The facts of the case sufficiently appear in the opinion of the court, delivered by
Lewis, C. J.
— This is an attachment execution under the Act of 16th June, 1836, in which the railroad corporation is made a garnishee. The plaintiffs have a judgment against Cyprian Inman, which they recovered in the Common Pleas of Susquehanna county.
Inman had a judgment against the railroad company, which he recovered in the Supreme Court of New York.
If neither the property nor the person of Inman was within the jurisdiction of this State, the courts of New York would not be bound to give to our judgment an extraterritorial operation.
But the plaintiffs have regular judgment against Inman. The record of this judgment is not before us; we are bound to presume that it was recovered on due service of process, according to law. If so, the jurisdiction for all purposes of execution is conclusively established by the judgment. Inman, therefore, will have no right to raise objections in New York to the deduction from his judgment there against the railroad company, of the amount of the plaintiff’s judgment against him here, if the railroad corporation should be legally compelled to pay it; and that corporation has no right to complain of this proceeding.
The Act of 1836 expressly extended this process to corporations as well as to individuals.
Although the proceedings upon an attachment execution are in the nature of an execution as against the principal debtor, they are essentially in the nature of a suit at law as against the garnishee.
He may appear, plead, and have a trial by jury, and writ of error, as in other actions at law. But can the railroad corporation be made a party to a suit in this State?
That corporation accepted of the privilege of extending its railroad through Susquehanna county, coupled with a provision in the act granting this privilege, by which the company was required “ to keep at least one manager, toll-gatherer, or other officer, a resident in the county of Susquehanna,” on whom service of process “in all suits or actions which maybe brought against said company,” is declared to be “ as good and available in court as if made on the president thereof.”
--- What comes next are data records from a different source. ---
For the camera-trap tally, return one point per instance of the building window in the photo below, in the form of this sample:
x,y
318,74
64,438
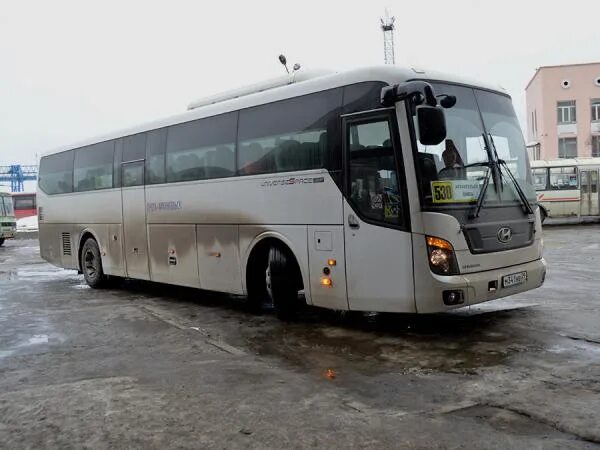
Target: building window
x,y
566,112
567,147
596,110
596,146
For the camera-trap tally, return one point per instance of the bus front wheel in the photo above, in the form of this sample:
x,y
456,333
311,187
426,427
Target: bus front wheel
x,y
91,265
282,283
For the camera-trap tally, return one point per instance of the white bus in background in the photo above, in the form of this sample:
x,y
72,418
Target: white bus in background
x,y
331,186
567,188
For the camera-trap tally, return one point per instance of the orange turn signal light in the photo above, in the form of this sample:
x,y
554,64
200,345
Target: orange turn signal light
x,y
325,281
439,243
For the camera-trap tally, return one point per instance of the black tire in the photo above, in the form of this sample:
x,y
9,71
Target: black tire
x,y
258,298
282,281
543,215
91,265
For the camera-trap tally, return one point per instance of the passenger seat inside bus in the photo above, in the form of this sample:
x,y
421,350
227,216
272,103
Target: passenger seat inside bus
x,y
428,168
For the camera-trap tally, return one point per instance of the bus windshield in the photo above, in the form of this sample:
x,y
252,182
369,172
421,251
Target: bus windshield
x,y
480,126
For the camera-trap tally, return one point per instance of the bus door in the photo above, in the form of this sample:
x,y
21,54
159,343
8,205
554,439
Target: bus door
x,y
378,244
589,193
134,220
This act was passed on the 16th February, 1841, P. L. 29. The true intent of it was to bring the railroad company within the jurisdiction of this State, for the purpose of compelling it to answer in all suits or actions at law which might be brought against it. The present action is within the meaning of the act.
The fact that the debt due by the railroad company to Inman has been established by judgment, presents no obstacle to this proceeding.
In England, where foreign attachment was confined to the inferior courts by the custom, the Superior courts, in the plenitude of their authority, would not permit subjects defending before them, to be affected by the process of the inferior tribunals.
But here the same cause does not operate. The courts proceeding by attachment are of equal force with the proceeding, according to the course of the common law, and therefore a debt in suit in another court maybe attached. M‘Carty v. Emlen, 2 Dal. 277; Crable v. Jones, 1 Miles’ Rep. 130; Sweeney v. Allen, 1 Barr, 380.
We see no reason why a debt established by judgment may not be attached.
If the debtor in the judgment should thus be compelled to pay any part of it to satisfy a creditor of the plaintiff therein, the courts of New York have ample power to see that the amount so recovered be allowed as a payment of the judgment pro tanto.
The courts of this State would certainly give full effect to such a judgment against a garnishee, and, under the constitution and laws of the Union, it would, without doubt, be quite as effective in New York.
The court fe l into error in giving judgment for the defendant below, on the demurrer to the evidence.
Judgment reversed, and judgment entered here for the plaintiff in error, and a writ of injury of damages awarded.